По ступенькам в подвал — Вознесенский тащился за ним, всею шкурой дрожа, что отцепят. В банно-прачечной мгле среди кафельных стен разбирали мочалки и шайки, терлись лыком с кусками дегтярного мыла скользким блеском облитые спины и плечи этапа: купола и кресты, подключичные звезды, зверинец, только у одного эпидерма была совершенно чиста от чернильной проказы. Их никто не заметил, вошедших, — умели не заметить они, лишь один мощногрудый, распираемый мускульным мясом урод, приварившийся к лавке, наставил на него видовые, полорогие бычьи лупастые зенки — не участки чувствительной слизи, а еще один мускул, исполнительный орган такой — и смотрел тяжелее все и тяжелее, широко разбросав заклейменные звездами глыбы-колени и не скрыв, выставляя приметный свой хобот, уже будто бы полунапрягшийся и готовый немедленно вздыбиться в боевую таранную лупоглазую стойку.
— А здороваться надо? Когда к людям заходишь? — как-то вот без угрозы, показалось, совсем: натаскали его, что ль, менты, чтоб не гавкал? — Или что, западло, олигарх?.. Глянь, бродяги, с кем мы жопа к жопе! Угланов! Вот тот самый владелец заводов! А скажи-ка ты нам, олигарх, кем на зоне-то думаешь жить?
Погасить это мясо — и нечем! Неужели он должен, железный, с порога учитывать, отзываться вот этому даже скоту?
— Так зайду, и братва разберет, — это кинуть ему вот сейчас, и довольно, мелочь он, шелупонь, попадет на серьезного вроде деда Гурама — так со шкурой сразу эполеты все эти отпорют, и как будто еще кто-то здесь точно так же подумал, в чьем-то кашле послышалось то же презрение к быдлу.
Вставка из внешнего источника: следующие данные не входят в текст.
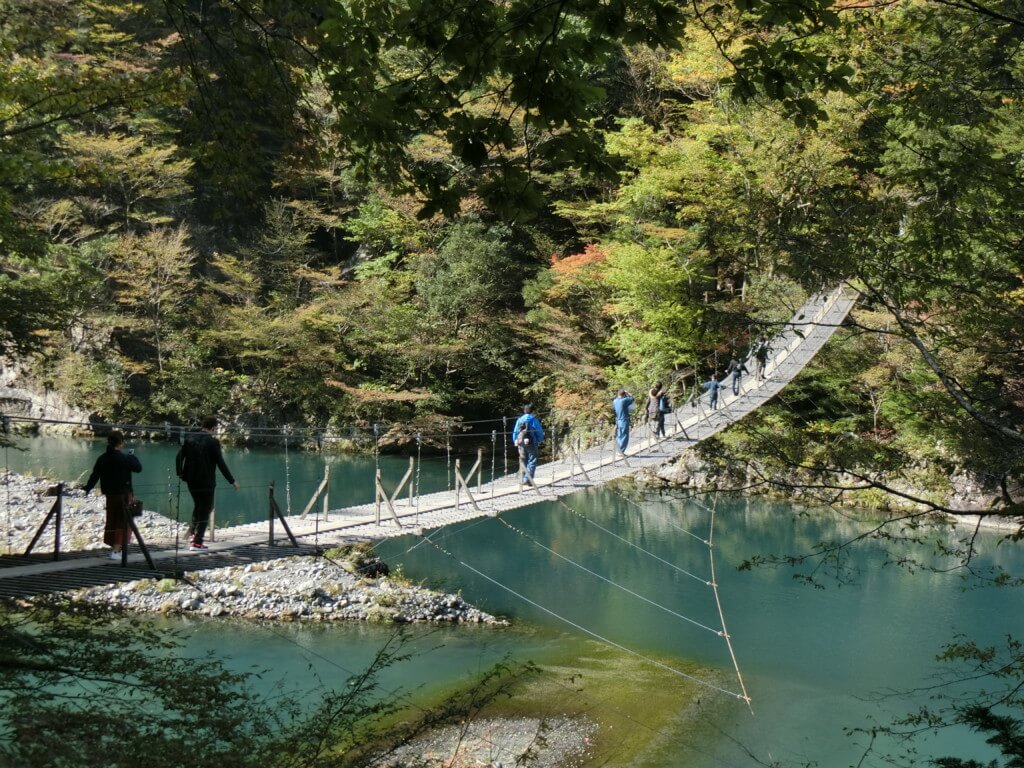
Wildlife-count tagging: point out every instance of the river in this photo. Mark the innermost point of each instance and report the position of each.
(812, 658)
— Это правильно ты, — с непонятным удовлетворением. — Оба-на, пидорок… — Вознесенского, быдло, приметил: сисадмин осязаемо дрогнул и осел животом, как на бойне, вжавшись в угол и впившись в мочалку, в сберегаемый, как драгоценное самое, пах. — Олигарх, ты смотри, прям к тебе так и липнет. Ты его часом — нет? Пока ехали, а? Или он тебе сделал? С заглотом? А чего? Он для этого к нам и заходит. Чё ты влез сюда, солнышко? Что, не терпится, да? Так давай я тебя прямо здесь отфоршмачу. Чё, не поэл?! Сюда иди, взял! Принимай, что положено, за щеку!
И волной от ног, живота Вознесенского перекинулась дрожь на Угланова: обессиливающе захолодело в паху, все, что ниже спины, вмуровалось в неподъемно-бетонную мерзлую тяжесть, и в разрыв с нутряной низовой этой немочью — раскаляющим жжением в руке — он почуял потребность ударить, размозжить эту гнусь, кусок мяса, в той своей великанской, стальной, нагибающей все «Арселоры» и «Митталы» на планете руке.